No More than (2) ‘Punt’ Options Per Lineup
Defined as the group of players priced between $200-$2000, punt players are a necessary evil to make a majority of lineup constructions work. In a sample of 69,832 lineups that finished in the top 1%, only 7.48% of users rostered more than two players that meet the salary criteria and zero lineups rostered more than two such players. If we’re rostering Patrick Mahomes, even while we are actively trying to be unique, it doesn’t make sense to include Byron Pringle, Demarcus Robinson, and Blake Bell in the same lineup. To avoid cannibalizing our upside if a cheap player produces a slate-winning score, we should set rules to limit no more than two per lineup.
If ‘Player X’ at CPT, Exclude ‘Player Y’
The field struggled with such rules in 2019, rostering CPT QB + Opposing D/ST on nearly 7.8% of all lineups.
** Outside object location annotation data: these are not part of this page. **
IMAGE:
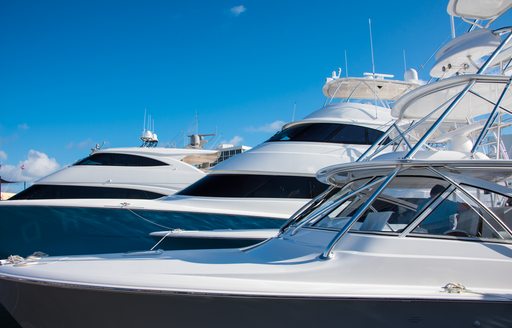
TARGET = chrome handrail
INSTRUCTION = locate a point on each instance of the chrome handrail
(327, 253)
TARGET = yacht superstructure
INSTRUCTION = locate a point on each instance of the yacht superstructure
(133, 172)
(259, 188)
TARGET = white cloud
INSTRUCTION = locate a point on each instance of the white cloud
(235, 141)
(237, 10)
(23, 126)
(37, 165)
(270, 127)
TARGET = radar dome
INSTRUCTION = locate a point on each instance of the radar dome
(411, 75)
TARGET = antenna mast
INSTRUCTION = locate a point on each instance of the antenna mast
(452, 25)
(144, 126)
(405, 61)
(371, 46)
(346, 64)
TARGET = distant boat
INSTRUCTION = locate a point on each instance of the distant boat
(259, 188)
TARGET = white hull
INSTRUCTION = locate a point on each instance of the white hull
(51, 305)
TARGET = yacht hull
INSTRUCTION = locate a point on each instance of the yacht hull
(35, 304)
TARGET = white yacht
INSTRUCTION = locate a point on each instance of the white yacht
(397, 243)
(132, 172)
(259, 188)
(412, 241)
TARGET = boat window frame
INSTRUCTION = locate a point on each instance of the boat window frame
(455, 182)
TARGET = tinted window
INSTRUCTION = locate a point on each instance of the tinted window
(329, 132)
(119, 160)
(68, 192)
(248, 185)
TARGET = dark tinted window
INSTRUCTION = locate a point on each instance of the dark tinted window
(119, 160)
(248, 185)
(68, 192)
(329, 132)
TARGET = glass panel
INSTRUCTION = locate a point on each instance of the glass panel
(251, 185)
(459, 216)
(68, 192)
(119, 160)
(329, 132)
(392, 211)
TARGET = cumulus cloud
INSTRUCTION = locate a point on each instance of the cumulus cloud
(237, 10)
(235, 141)
(37, 165)
(269, 127)
(23, 126)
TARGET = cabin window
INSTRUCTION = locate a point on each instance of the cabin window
(395, 208)
(40, 191)
(253, 185)
(329, 132)
(108, 159)
(458, 215)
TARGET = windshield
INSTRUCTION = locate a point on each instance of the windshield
(417, 205)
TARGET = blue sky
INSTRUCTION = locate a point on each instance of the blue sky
(77, 73)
In 2020 that number fell sharply to 1.4%, highlighting the field’s ability to correct past mistakes. While something like CPT QB + Opposing D/ST is an obvious example of a rule we should set to avoid strong negative correlation, there are other examples to consider on a slate-by-slate basis.
Not All Correlations Are Created Equal
Using FantasyLabs’ Correlations Tool, we see that some of the strongest league-wide correlations are QB-Opposing QB (.57), QB-WR1 (.52) and QB-TE1 (.50), but understanding how production correlates between players of specific teams is important for creating groups in showdown contests. There is no one-size-fits-all answer, rather it’s a tool we can use to force players into the same lineups when we think they perform well together or to avoid players in the same lineups where if one exceeds expectations, the other is unlikely to do so. In some instances, setting a group for no more than one RB from the same team is correct. We would never use Christian McCaffrey and Chuba Hubbard in the same lineup because Hubbard’s value is contingent on an in-game injury to McCaffrey. However, we may be okay with lineups that contain both Raheem Mostert and Trey Sermon. In a 60-40 or 50-50 split, there are paths for both to reach value.